Total internal reflection

Total internal reflection (TIR) is the optical phenomenon when waves travelling in one medium strike at sufficiently oblique incident angle (called the critical angle) against the boundary with another medium of lower refractive index, instead of transmitting into the second ("external") medium at a refracted angle, the waves all get reflected back into the first ("internal") medium. An example would be the water surface (the boundary between water and air) in a fish tank, which when viewed obliquely from below often reflects the underwater scenery like a mirror with no loss of brightness (Fig.  1).
TIR not only occurs with electromagnetic waves such as light and microwaves, but also with other types of waves, including sound and water waves. In the case of a narrow train of waves, such as a laser beam (Fig. 2), the reflection tends to be described in terms of "rays" rather than waves; in a medium whose properties are independent of direction, such as air, water or glass, the "rays" are perpendicular to the associated wavefronts.

Refraction is generally accompanied by small amount of partial reflection. When waves are refracted from a medium of lower propagation speed (higher refractive index) to one of higher speed (e.g., from water to air), the angle of refraction (between the outgoing ray and the surface normal) is greater than the angle of incidence (between the incoming ray and the normal). As the angle of incidence approaches the critical angle, the angle of refraction approaches 90°, at which the refracted ray becomes parallel to the boundary surface. As the angle of incidence increases beyond the critical angle, the conditions of refraction can no longer be satisfied, so there is no refracted ray, and the partial reflection becomes total. For visible light, the critical angle is about 49° for incidence at the water-to-air boundary, and about 42° for incidence at the common glass-to-air boundary.
Details of the mechanism of TIR give rise to more subtle phenomena. While total reflection, by definition, involves no continuing flow of power across the interface between the two media, the external medium carries a so-called evanescent wave, which travels along the interface with an amplitude that falls off exponentially with distance from the interface. The "total" reflection is indeed total if the external medium is lossless (perfectly transparent), continuous, and of infinite extent, but can be conspicuously less than total if the evanescent wave is absorbed by a lossy external medium ("attenuated total reflectance"), or diverted by the outer boundary of the external medium or by objects embedded in that medium ("frustrated" TIR).

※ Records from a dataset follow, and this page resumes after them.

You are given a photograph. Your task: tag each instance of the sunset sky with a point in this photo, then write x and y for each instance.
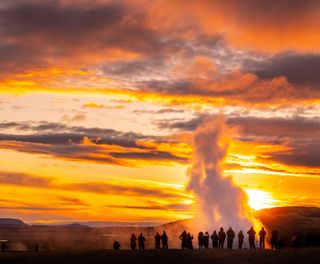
(98, 99)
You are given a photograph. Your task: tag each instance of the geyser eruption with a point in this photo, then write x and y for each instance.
(219, 202)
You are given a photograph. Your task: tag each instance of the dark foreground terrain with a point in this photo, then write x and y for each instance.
(292, 256)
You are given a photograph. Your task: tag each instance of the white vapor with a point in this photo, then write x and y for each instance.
(219, 202)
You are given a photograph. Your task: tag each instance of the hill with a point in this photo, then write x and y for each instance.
(12, 222)
(302, 222)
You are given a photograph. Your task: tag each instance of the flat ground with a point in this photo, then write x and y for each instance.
(290, 256)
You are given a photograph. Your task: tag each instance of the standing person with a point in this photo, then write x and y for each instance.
(240, 239)
(230, 236)
(206, 240)
(200, 240)
(133, 242)
(164, 240)
(215, 238)
(183, 238)
(251, 234)
(116, 245)
(274, 239)
(141, 241)
(157, 239)
(189, 241)
(222, 237)
(262, 235)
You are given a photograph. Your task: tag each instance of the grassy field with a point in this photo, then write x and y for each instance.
(286, 256)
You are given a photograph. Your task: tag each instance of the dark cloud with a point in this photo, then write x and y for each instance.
(258, 127)
(90, 144)
(300, 135)
(23, 179)
(300, 69)
(301, 154)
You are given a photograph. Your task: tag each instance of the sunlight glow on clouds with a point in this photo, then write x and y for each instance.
(97, 103)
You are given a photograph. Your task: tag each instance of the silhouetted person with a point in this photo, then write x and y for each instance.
(251, 234)
(240, 239)
(133, 241)
(164, 240)
(183, 238)
(200, 240)
(3, 246)
(262, 235)
(274, 239)
(116, 245)
(295, 242)
(157, 240)
(230, 236)
(141, 241)
(215, 238)
(206, 240)
(222, 237)
(189, 241)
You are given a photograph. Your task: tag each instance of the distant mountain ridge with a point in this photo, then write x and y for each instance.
(12, 222)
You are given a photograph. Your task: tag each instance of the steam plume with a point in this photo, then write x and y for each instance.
(219, 201)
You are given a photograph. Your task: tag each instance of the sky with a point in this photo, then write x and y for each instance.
(98, 100)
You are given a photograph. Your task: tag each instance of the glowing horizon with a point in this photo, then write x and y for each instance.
(97, 104)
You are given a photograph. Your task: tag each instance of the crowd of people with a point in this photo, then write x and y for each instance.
(218, 239)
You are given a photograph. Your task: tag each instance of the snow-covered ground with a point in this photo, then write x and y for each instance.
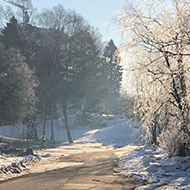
(154, 166)
(148, 164)
(119, 133)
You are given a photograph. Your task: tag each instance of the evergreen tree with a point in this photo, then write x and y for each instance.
(112, 71)
(12, 35)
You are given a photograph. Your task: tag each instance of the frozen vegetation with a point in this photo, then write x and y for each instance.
(147, 164)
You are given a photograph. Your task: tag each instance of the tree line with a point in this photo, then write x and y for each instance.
(54, 61)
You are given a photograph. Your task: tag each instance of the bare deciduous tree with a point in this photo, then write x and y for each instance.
(158, 46)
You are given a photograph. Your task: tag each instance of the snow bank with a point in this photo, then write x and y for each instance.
(120, 133)
(154, 166)
(15, 165)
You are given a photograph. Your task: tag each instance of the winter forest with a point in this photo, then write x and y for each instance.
(129, 102)
(53, 63)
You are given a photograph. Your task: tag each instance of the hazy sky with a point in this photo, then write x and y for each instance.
(96, 12)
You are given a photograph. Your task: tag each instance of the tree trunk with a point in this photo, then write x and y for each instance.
(52, 139)
(66, 124)
(45, 119)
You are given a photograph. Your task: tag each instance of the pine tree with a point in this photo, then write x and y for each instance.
(112, 71)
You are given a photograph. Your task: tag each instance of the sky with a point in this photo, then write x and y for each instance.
(97, 12)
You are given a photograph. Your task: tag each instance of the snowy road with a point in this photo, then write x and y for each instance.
(90, 167)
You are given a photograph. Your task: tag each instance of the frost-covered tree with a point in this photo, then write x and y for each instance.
(72, 58)
(17, 88)
(157, 53)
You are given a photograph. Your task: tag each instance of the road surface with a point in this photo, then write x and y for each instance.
(94, 171)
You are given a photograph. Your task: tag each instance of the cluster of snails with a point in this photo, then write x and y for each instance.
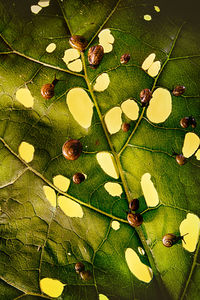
(134, 219)
(80, 269)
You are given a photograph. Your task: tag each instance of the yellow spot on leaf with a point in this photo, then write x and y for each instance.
(80, 106)
(107, 163)
(157, 8)
(51, 47)
(131, 109)
(102, 82)
(154, 69)
(113, 188)
(51, 287)
(35, 9)
(160, 106)
(191, 144)
(148, 61)
(69, 207)
(149, 191)
(61, 182)
(197, 154)
(106, 40)
(191, 226)
(103, 297)
(115, 225)
(50, 195)
(113, 119)
(140, 270)
(24, 96)
(147, 17)
(26, 151)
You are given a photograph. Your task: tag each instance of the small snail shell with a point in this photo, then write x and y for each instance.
(135, 220)
(145, 96)
(78, 42)
(170, 239)
(125, 127)
(78, 178)
(47, 90)
(72, 149)
(134, 204)
(86, 275)
(125, 58)
(79, 267)
(178, 90)
(95, 55)
(180, 159)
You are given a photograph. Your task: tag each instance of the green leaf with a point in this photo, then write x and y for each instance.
(38, 240)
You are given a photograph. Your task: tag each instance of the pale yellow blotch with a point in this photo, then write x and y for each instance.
(148, 61)
(141, 251)
(103, 297)
(35, 9)
(107, 163)
(24, 96)
(43, 3)
(115, 225)
(51, 47)
(147, 17)
(51, 287)
(160, 106)
(26, 151)
(140, 270)
(154, 69)
(61, 182)
(191, 144)
(102, 82)
(80, 106)
(113, 119)
(157, 8)
(113, 188)
(191, 226)
(70, 207)
(131, 109)
(149, 191)
(50, 195)
(197, 154)
(75, 66)
(106, 39)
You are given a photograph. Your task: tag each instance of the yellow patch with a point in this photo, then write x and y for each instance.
(113, 119)
(190, 226)
(23, 95)
(69, 207)
(51, 287)
(139, 270)
(107, 163)
(80, 106)
(26, 151)
(149, 191)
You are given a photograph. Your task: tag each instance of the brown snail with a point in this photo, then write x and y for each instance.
(72, 149)
(170, 239)
(78, 178)
(178, 90)
(145, 96)
(124, 59)
(180, 159)
(78, 42)
(134, 220)
(125, 127)
(79, 267)
(47, 90)
(86, 275)
(95, 55)
(134, 204)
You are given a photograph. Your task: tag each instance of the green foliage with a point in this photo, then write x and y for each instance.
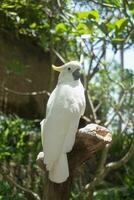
(19, 147)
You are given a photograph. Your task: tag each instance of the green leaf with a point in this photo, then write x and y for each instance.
(60, 27)
(33, 25)
(16, 67)
(118, 40)
(88, 14)
(121, 23)
(83, 28)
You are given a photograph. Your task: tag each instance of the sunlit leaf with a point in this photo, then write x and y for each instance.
(121, 23)
(33, 25)
(91, 14)
(60, 27)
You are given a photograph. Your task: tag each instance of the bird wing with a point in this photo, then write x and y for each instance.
(61, 123)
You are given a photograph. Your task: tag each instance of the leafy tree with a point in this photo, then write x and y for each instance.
(88, 29)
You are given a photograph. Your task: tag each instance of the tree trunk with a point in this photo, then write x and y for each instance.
(89, 140)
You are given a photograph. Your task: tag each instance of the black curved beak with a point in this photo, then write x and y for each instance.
(76, 74)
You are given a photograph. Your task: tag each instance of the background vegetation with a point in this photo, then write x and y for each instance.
(89, 29)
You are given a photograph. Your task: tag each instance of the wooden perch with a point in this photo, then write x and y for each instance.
(89, 140)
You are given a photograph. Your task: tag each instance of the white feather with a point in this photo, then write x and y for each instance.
(64, 109)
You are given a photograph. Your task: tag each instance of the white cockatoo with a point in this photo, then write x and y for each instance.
(65, 106)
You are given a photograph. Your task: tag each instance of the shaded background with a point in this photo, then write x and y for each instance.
(33, 36)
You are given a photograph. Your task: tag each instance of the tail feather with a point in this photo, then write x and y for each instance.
(59, 172)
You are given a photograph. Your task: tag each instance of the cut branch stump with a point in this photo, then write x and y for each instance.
(89, 140)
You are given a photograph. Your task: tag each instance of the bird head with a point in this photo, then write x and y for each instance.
(69, 71)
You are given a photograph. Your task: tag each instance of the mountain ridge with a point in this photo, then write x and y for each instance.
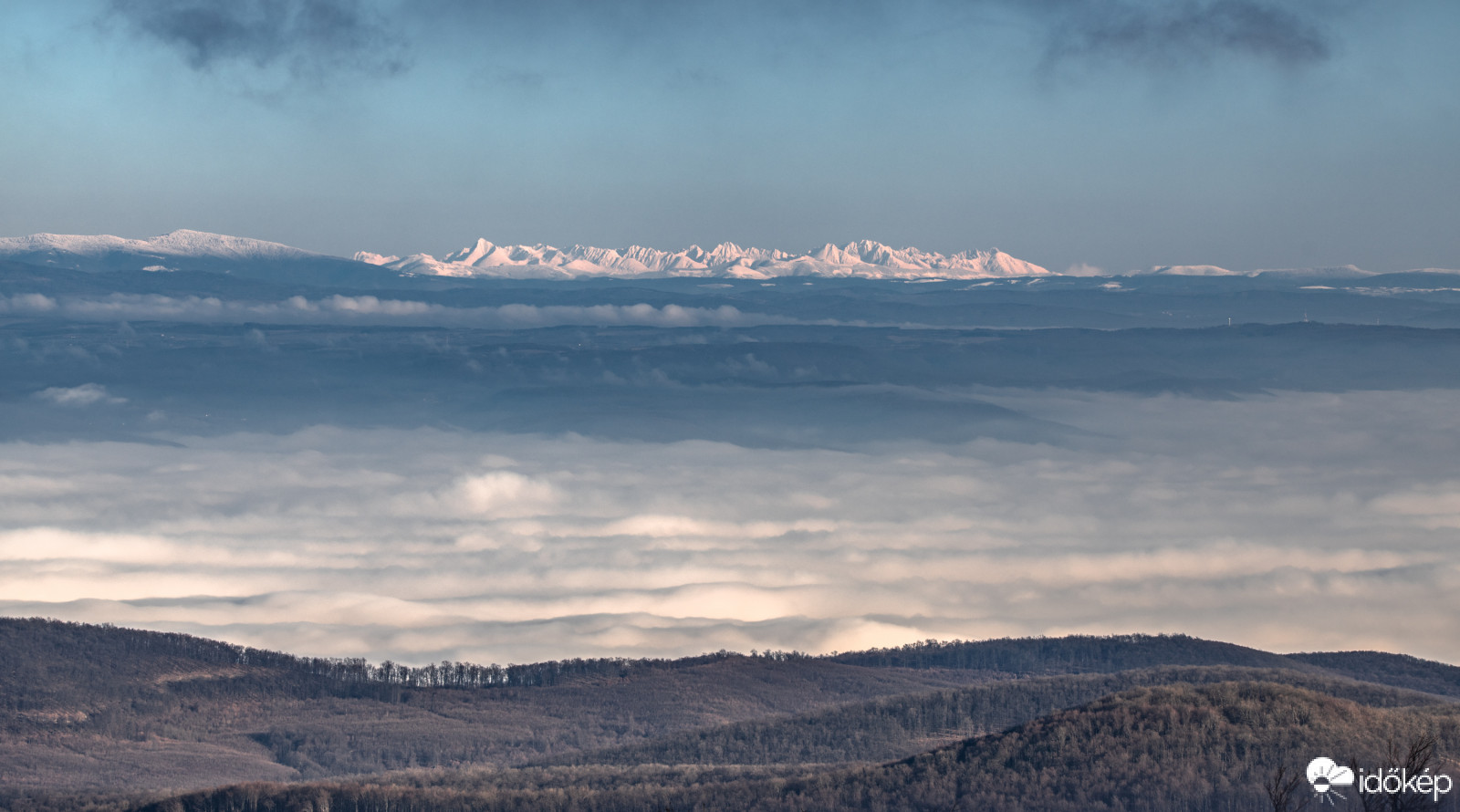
(860, 259)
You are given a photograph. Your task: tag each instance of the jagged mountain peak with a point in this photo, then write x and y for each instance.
(860, 257)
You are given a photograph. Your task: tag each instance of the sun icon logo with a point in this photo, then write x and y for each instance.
(1325, 775)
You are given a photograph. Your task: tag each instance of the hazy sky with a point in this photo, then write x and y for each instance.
(1121, 133)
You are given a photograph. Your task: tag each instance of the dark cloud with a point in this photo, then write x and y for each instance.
(308, 38)
(1194, 31)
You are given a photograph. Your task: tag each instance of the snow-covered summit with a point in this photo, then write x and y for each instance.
(182, 243)
(863, 259)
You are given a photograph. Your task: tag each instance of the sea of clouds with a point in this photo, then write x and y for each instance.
(1288, 522)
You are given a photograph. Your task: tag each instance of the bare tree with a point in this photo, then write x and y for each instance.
(1284, 787)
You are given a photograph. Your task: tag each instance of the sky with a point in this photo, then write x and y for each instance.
(1291, 522)
(1109, 133)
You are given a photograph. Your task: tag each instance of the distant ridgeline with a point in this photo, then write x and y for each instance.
(107, 720)
(33, 641)
(36, 640)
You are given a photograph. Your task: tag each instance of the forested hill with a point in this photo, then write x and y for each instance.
(1231, 746)
(1072, 654)
(91, 709)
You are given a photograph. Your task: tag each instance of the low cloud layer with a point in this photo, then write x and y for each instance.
(1299, 522)
(1164, 36)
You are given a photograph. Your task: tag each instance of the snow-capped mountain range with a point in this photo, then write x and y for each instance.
(182, 243)
(197, 250)
(865, 259)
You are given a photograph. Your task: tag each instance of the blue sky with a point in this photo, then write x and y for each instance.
(1119, 133)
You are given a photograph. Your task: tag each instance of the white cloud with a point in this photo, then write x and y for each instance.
(85, 394)
(372, 310)
(1289, 522)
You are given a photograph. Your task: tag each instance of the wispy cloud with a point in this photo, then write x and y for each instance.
(370, 310)
(308, 38)
(1291, 522)
(1168, 34)
(85, 394)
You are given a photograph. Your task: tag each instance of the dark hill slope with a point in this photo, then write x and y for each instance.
(900, 726)
(88, 705)
(1152, 749)
(1037, 656)
(1401, 671)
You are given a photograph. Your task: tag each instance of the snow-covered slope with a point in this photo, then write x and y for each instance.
(863, 259)
(190, 250)
(182, 243)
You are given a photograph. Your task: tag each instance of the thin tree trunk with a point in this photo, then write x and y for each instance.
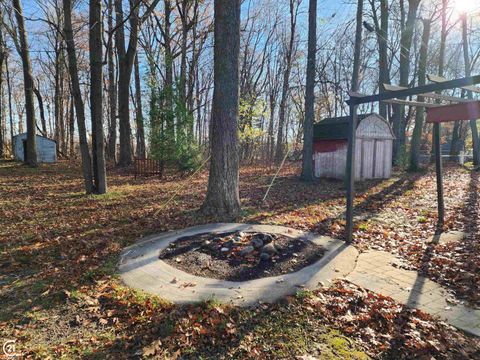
(2, 107)
(307, 163)
(112, 93)
(71, 131)
(468, 71)
(42, 110)
(279, 152)
(168, 85)
(10, 106)
(399, 121)
(358, 47)
(96, 90)
(31, 152)
(77, 98)
(382, 37)
(420, 115)
(125, 65)
(222, 197)
(139, 113)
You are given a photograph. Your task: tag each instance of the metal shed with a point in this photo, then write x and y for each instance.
(46, 148)
(373, 155)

Unlike partial reflection between transparent media, total internal reflection is accompanied by a non-trivial phase shift (not just zero or 180°) for each component of polarization (perpendicular or parallel to the plane of incidence), and the shifts vary with the angle of incidence. The explanation of this effect by Augustin-Jean Fresnel, in 1823, added to the evidence in favor of the wave theory of light.
The phase shifts are utilized by Fresnel's invention, the Fresnel rhomb, to modify polarization. The efficiency of the total internal reflection is exploited by optical fibers (used in telecommunications cables and in image-forming fiberscopes), and by reflective prisms, such as the image-erecting Porro/roof prisms for monoculars and binoculars.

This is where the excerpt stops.